Book

How to see the world in a face full of wrinkles

TracesandTracks

THE passion and the glory: Church choir, Schmidtsdrift, 1992. Photograph by Paul Weinberg.

IF YOU REMEMBER the 1980 Jamie Uys film The Gods Must be Crazy or were taught a very simplistic understanding of San rock art in the grade 9 art syllabus, you will have a vague and superficial ability to recognise the complicated magic of Paul Weinberg’s voyages of discovery into the Kalahari Desert and its surrounding countries over the past 30 years. Photographing the people living in those regions became an underlying theme to much of his career, which was also coloured by his co-founding of photographic agency, Afrapix and his important activist work as an anti-apartheid photojournalist.

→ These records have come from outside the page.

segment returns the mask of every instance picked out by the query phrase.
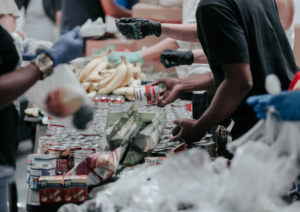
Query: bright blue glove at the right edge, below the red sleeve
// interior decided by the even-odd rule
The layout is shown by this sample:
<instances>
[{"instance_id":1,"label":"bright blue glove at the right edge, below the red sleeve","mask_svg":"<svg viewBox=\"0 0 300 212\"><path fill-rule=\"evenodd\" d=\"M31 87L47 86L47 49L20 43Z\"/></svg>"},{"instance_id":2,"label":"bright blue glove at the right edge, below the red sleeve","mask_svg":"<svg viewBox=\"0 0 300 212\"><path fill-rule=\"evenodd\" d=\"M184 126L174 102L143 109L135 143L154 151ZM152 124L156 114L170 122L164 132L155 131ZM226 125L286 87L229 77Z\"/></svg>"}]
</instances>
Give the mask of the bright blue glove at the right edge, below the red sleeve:
<instances>
[{"instance_id":1,"label":"bright blue glove at the right edge, below the red sleeve","mask_svg":"<svg viewBox=\"0 0 300 212\"><path fill-rule=\"evenodd\" d=\"M300 120L300 91L285 92L271 98L270 105L278 111L278 116L286 121Z\"/></svg>"}]
</instances>

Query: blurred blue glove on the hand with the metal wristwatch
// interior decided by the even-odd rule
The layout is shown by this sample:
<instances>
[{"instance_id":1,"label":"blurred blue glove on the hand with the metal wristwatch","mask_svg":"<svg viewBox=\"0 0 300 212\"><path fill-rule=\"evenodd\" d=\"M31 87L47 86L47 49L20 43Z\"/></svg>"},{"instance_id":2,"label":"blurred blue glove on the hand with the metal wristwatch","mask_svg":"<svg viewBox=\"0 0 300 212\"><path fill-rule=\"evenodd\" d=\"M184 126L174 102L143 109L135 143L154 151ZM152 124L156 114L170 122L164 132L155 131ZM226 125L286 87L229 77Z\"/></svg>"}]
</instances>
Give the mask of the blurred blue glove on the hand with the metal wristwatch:
<instances>
[{"instance_id":1,"label":"blurred blue glove on the hand with the metal wristwatch","mask_svg":"<svg viewBox=\"0 0 300 212\"><path fill-rule=\"evenodd\" d=\"M83 39L78 36L80 26L74 27L71 31L62 34L54 43L48 53L54 63L54 67L61 63L67 63L82 54Z\"/></svg>"}]
</instances>

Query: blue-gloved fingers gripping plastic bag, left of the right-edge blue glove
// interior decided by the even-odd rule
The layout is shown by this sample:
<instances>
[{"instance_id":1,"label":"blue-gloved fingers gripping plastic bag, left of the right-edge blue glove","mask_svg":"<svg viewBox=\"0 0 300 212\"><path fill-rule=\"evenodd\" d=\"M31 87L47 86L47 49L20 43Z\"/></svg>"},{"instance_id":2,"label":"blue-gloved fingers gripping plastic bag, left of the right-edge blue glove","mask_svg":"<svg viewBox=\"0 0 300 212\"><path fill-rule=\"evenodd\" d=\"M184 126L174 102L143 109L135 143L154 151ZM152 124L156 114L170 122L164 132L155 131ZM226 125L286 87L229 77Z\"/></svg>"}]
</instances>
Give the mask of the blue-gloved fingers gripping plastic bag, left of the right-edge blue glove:
<instances>
[{"instance_id":1,"label":"blue-gloved fingers gripping plastic bag, left of the right-edge blue glove","mask_svg":"<svg viewBox=\"0 0 300 212\"><path fill-rule=\"evenodd\" d=\"M256 112L256 118L266 118L271 97L272 96L270 94L264 94L252 96L246 100L248 106L253 106L253 110Z\"/></svg>"}]
</instances>

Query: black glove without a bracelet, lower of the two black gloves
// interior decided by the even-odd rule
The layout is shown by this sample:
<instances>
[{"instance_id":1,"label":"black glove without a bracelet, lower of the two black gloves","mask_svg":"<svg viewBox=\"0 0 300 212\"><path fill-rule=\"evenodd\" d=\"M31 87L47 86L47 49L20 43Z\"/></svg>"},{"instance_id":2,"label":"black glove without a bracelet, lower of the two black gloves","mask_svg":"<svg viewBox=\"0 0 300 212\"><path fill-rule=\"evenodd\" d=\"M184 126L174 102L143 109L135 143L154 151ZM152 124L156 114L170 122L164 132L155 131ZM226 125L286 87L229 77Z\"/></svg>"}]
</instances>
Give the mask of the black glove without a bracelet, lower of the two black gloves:
<instances>
[{"instance_id":1,"label":"black glove without a bracelet, lower of the two black gloves","mask_svg":"<svg viewBox=\"0 0 300 212\"><path fill-rule=\"evenodd\" d=\"M161 63L165 68L170 68L179 65L191 65L194 62L194 55L191 50L177 51L174 49L165 49L159 55Z\"/></svg>"}]
</instances>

Visually, it is a completely magnificent book: the landscape format and elegant borders do justice to Weinberg’s photographs, reflecting on the cultural mish-mash that the San community was heir to, not quite fitting, as they did, into any clear social category, in the madness of apartheid that thrived on principles of separate categories. The beauty of the San people with their lined faces and their expressive body language grabs you by the heart. These are not sweet images but ones which showcase oft cruel cultural interface in the world of the ‘Bushman panorama’ which forced San men and women to earn an income by playing to the foreign tourist market.

It’s a book about values and the harshness of unspoiled life in the Kalahari, but it’s also one of poignancy and levity, offering detailed insight into how these people existed and how many of them vanished under depredations of weather, politics and land grabbing.

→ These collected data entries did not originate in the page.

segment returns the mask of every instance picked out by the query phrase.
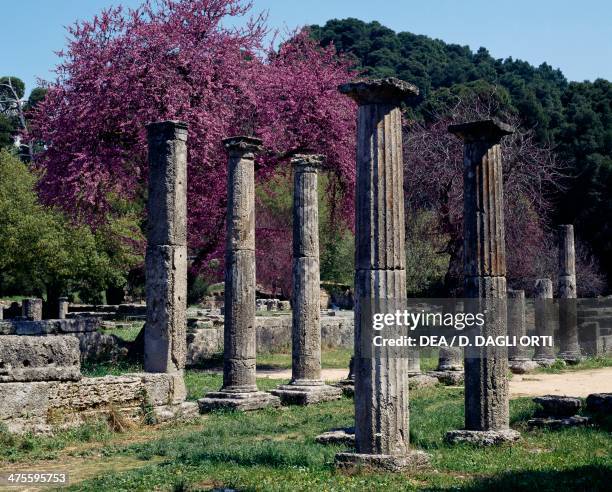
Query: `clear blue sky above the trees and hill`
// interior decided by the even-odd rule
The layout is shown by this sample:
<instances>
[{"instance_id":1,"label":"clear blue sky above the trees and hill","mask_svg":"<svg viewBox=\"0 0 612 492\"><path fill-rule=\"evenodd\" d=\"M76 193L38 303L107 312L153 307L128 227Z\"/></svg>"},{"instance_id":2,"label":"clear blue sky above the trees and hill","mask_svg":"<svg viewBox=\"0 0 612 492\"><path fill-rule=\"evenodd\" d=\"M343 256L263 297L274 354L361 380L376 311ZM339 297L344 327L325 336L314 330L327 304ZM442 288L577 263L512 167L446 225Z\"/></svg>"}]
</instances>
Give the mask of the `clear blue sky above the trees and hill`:
<instances>
[{"instance_id":1,"label":"clear blue sky above the trees and hill","mask_svg":"<svg viewBox=\"0 0 612 492\"><path fill-rule=\"evenodd\" d=\"M27 91L52 80L55 52L66 45L65 26L110 5L140 0L0 0L3 26L0 76L14 75ZM612 80L610 0L253 0L268 25L288 32L333 18L377 20L395 31L484 46L492 56L547 62L569 80Z\"/></svg>"}]
</instances>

The book is not only one of pictures, however, and this is where some strange design choices inform it, as a project. There is a very different physicality between a book that you read and a book in which you allow yourself to sink, eyes first, in evocative photographs. There is a considerable amount of text in this book that you will want to read. Blending the two is a difficult exercise and the team behind Traces and Tracks have taken decisions which sometimes bruise the experience of reading the text.

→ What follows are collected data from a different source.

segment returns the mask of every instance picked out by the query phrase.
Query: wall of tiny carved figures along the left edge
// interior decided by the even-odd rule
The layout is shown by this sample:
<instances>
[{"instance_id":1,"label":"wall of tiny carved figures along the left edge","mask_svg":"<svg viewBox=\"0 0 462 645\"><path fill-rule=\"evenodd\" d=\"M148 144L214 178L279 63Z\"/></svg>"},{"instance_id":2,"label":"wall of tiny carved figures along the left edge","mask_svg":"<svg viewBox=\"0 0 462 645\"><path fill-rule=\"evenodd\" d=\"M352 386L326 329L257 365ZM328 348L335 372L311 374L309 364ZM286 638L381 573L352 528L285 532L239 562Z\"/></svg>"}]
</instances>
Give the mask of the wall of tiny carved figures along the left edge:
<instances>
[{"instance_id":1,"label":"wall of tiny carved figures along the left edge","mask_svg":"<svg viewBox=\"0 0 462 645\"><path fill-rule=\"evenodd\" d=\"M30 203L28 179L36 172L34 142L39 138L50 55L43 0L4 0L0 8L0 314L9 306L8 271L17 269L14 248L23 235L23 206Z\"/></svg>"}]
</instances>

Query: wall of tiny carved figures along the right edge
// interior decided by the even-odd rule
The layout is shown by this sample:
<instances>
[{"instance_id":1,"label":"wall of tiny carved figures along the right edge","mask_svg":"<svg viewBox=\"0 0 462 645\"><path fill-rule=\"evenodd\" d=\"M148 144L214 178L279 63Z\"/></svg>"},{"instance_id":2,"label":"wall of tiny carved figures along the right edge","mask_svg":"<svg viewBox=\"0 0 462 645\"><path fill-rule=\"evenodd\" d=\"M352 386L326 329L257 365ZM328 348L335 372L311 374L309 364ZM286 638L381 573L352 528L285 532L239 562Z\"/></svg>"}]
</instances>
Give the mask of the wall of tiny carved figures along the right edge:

Effectively, this is two books and as you immerse yourself in Weinberg’s text, which sadly is not well proofread, you yearn to be able to read it in bed, on the bus, or in a reclining posture. You can’t. The preciousness of the photographs preclude this. At best, what the makers of this book have done is create a workable compromise.

And when you do get to the text, and steel yourself against typographical errors, as you must, you find a charming account of meetings and adventures, of revisiting people after a thirty year absence and of listening to what they say. They’re told in ordinary, immensely readable language, which at once makes you realise how word and image concatenate in the oeuvre of this singularly talented explorer and curator. Weinberg is at pains to give voice to the San men and women he has met and chatted to in the past three decades. It’s not ponsy academic writing, that is focused on Weinberg’s position as the white man interrupting and bringing his own sense of good to the world. Rather, it is simple text which respectfully describes the contradictions and the secrets of the community, the way in which swathes of Western value and ideals hurt it and the fervour with which the community’s elderly held on to their own sense of self.

  • Traces and Tracks: A Thirty Year Journey with the San comprises photographs and text by Paul Weinberg. It is designed by Shawn Paikin and published by Jacana Media, Johannesburg (2017).